Thank you Camilo. I appreciate your comment.
I followed his advice today in the watercolor below:
My process
I started out with a spiral. Spirals are a universal symbols. They, of course, are present in the universe as galaxies, but they also may be found in weather patterns, a cup of coffee when stirred, and even in the structure of the human brain. I had been looking at the catalog of a Joan Miro retrospective, which inspired a delicate touch for all the lines in my composition.
I saw the spiral as an eye and drew two tangent straight lines that crossed, in the same way that vision is illustrated in schematics pictured in elementary anatomy/physiology books.
I drew the wavy lines at the bottom quarter (the 6 O’Clock position). It then occurred to me that the wavy lines could indicate the sensation of smell. The position was also correct to represent the sensation of smell, so I thought of the wavy lines as the sensory cells that receive the odors through the cribiform plate at the roof of the mouth.
I filled in the rest of the anatomy and represented vision by the color yellow. Somehow, in the spiral eyeball, the yellow was transformed to red and sight was rendered into smell in my imaginary synesthete. By the same token, I represented the stimulus to the olfactory receptor cells as red, and transformed it to yellow, over which I superimposed musical notes in the top quarter.
Success?
As I developed my drawing, I felt a concept emerging, and that was very satisfying. I am not sure that the painting is successful as such, but it will serve me as a basic sketch to further develop the idea.

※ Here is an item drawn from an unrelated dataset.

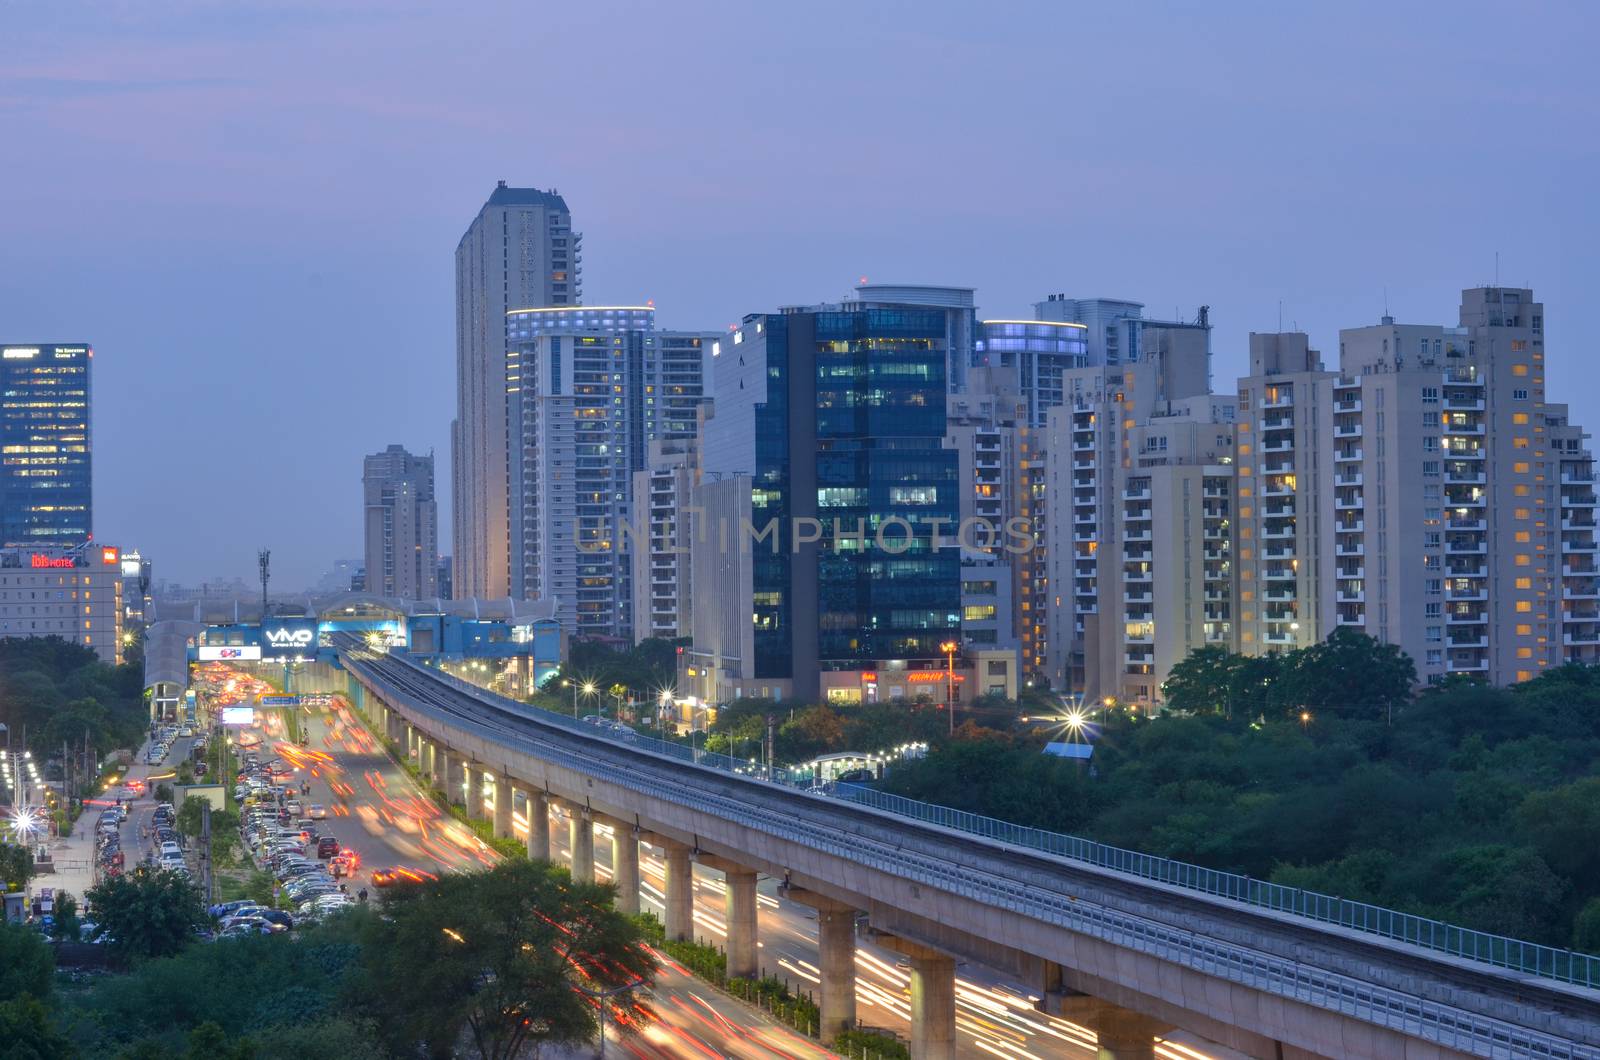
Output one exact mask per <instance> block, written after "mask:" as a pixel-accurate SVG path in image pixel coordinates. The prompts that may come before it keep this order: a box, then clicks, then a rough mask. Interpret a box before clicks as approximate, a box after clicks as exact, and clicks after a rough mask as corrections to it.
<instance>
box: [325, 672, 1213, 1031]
mask: <svg viewBox="0 0 1600 1060" xmlns="http://www.w3.org/2000/svg"><path fill="white" fill-rule="evenodd" d="M301 717H309V719H310V741H309V748H310V749H318V751H322V753H325V754H328V756H330V757H331V762H330V765H331V767H333V769H331V770H330V769H322V770H312V773H314V775H312V777H310V783H312V796H310V801H312V802H318V801H322V802H323V804H325V805H330V813H336V815H338V817H330V818H328V820H330V825H331V826H333V833H334V834H336V836H339V839H341V842H344V844H347V845H352V847H354V849H357V850H358V852H360V853H362V868H363V879H366V877H368V876H366V874H368V873H370V871H371V869H373V868H382V866H387V865H405V866H410V868H422V869H427V871H448V869H462V868H470V866H474V865H483V863H491V861H493V858H494V853H493V852H491V850H490V849H488V847H486V845H485V844H482V842H480V841H478V839H477V837H475V836H474V834H472V833H470V831H469V829H466V828H464V826H461V825H459V823H456V821H453V820H450V818H440V817H438V815H437V809H434V807H432V805H422V807H419V805H418V804H426V799H422V796H421V793H419V791H418V789H416V788H414V785H413V783H411V781H410V778H408V775H406V773H405V772H403V770H402V769H400V767H398V765H395V764H394V762H392V761H390V759H389V756H387V753H384V749H382V745H379V743H378V741H376V740H374V738H373V737H371V733H370V732H368V730H366V725H365V722H363V721H362V719H360V717H358V716H357V714H354V713H352V711H350V709H349V708H347V706H346V705H344V701H342V700H339V701H338V706H336V709H334V711H333V713H326V714H322V713H312V714H309V716H307V714H304V713H302V714H301ZM330 783H333V785H338V788H336V789H330V788H328V785H330ZM341 793H342V794H341ZM406 810H416V817H408V815H406ZM512 820H514V829H515V834H517V837H518V839H525V837H526V818H525V817H523V813H522V810H520V807H518V810H517V812H515V813H514V818H512ZM346 821H347V823H346ZM566 837H568V831H566V826H565V821H563V820H558V821H554V823H552V841H554V844H555V855H557V857H558V858H563V860H570V855H568V852H566ZM610 858H611V842H610V833H608V828H606V826H603V825H602V826H598V829H597V842H595V874H597V877H598V879H600V881H602V882H608V881H610V876H611V869H610ZM664 871H666V866H664V863H662V860H661V852H659V850H656V849H653V847H648V845H645V849H643V850H642V852H640V874H642V879H643V895H642V898H643V908H645V909H648V911H653V913H656V914H658V916H662V913H664V906H662V898H664V895H662V885H664ZM352 890H355V887H354V885H352ZM694 898H696V909H694V919H696V925H698V929H699V935H701V940H702V942H707V943H712V945H720V943H722V940H723V937H725V934H726V927H725V922H723V914H722V911H723V881H722V874H720V873H715V871H709V869H699V868H696V877H694ZM760 934H762V942H760V953H762V970H763V972H765V974H770V975H776V977H779V978H786V980H787V982H789V985H790V988H792V990H795V991H802V993H803V991H806V990H814V988H816V985H818V983H819V977H818V948H816V914H814V913H813V911H811V909H810V908H806V906H802V905H797V903H792V901H786V900H781V898H778V895H776V881H771V879H763V881H762V884H760ZM856 964H858V982H856V998H858V1001H856V1012H858V1018H859V1020H861V1022H862V1023H864V1025H867V1026H872V1028H880V1030H886V1031H891V1033H896V1034H899V1036H901V1038H902V1039H906V1038H909V1034H910V975H909V972H907V969H906V967H904V961H902V958H899V956H898V954H894V953H891V951H888V950H882V948H878V946H874V945H870V943H867V942H862V943H861V945H859V946H858V956H856ZM656 994H658V1002H656V1006H654V1007H656V1009H658V1010H659V1014H661V1015H662V1018H664V1023H666V1026H664V1028H658V1031H659V1033H650V1034H646V1038H645V1041H638V1039H635V1041H629V1042H626V1047H627V1049H630V1050H635V1054H637V1055H642V1057H654V1055H661V1057H706V1055H728V1057H762V1055H774V1057H806V1055H832V1054H829V1052H826V1050H821V1049H818V1046H816V1044H814V1042H810V1041H806V1039H803V1038H800V1036H798V1034H794V1033H792V1031H789V1030H786V1028H782V1026H778V1025H774V1023H771V1022H770V1020H766V1017H765V1015H760V1014H757V1012H755V1010H752V1009H750V1007H747V1006H742V1004H741V1002H736V1001H731V999H726V998H722V996H720V994H717V991H714V990H712V988H709V986H706V985H702V983H699V982H698V980H693V978H691V977H688V975H686V972H683V970H682V969H678V967H677V966H674V964H670V962H667V967H666V969H664V975H662V977H661V980H659V982H658V985H656ZM957 1033H958V1036H960V1055H963V1057H1013V1058H1029V1057H1038V1058H1048V1057H1074V1058H1080V1057H1093V1055H1096V1047H1094V1034H1093V1031H1090V1030H1088V1028H1085V1026H1082V1025H1077V1023H1072V1022H1070V1020H1062V1018H1056V1017H1050V1015H1045V1014H1042V1012H1038V1010H1037V1009H1034V998H1032V996H1029V993H1027V991H1026V988H1022V986H1021V985H1018V983H1011V982H1006V978H1005V977H1003V975H1002V974H1000V972H994V970H990V969H982V967H976V966H963V967H962V969H960V972H958V980H957ZM750 1034H754V1036H755V1041H752V1039H750V1038H749V1036H750ZM728 1036H734V1038H733V1039H730V1038H728ZM707 1047H709V1049H710V1050H712V1052H710V1054H707V1052H704V1049H707ZM1157 1055H1160V1057H1166V1058H1168V1060H1198V1058H1203V1057H1216V1058H1218V1060H1230V1058H1234V1057H1240V1055H1242V1054H1235V1052H1230V1050H1226V1049H1221V1047H1218V1046H1213V1044H1211V1042H1203V1041H1200V1039H1197V1038H1192V1036H1186V1034H1181V1033H1176V1034H1174V1036H1173V1038H1171V1039H1170V1041H1163V1042H1160V1044H1158V1046H1157Z"/></svg>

The above process does not accommodate expressing emotional feelings. For example, if I am very happy at the moment, I don’t know how I would go about drawing or painting that feeling using the above steps.
Must every drawing have a ‘seed’ image – like the spiral, in the case above? Could it be a ‘seed’ color? Must there be a seed at all, or do some people have an image inside that they know how to render?
What are the processes that other artists use?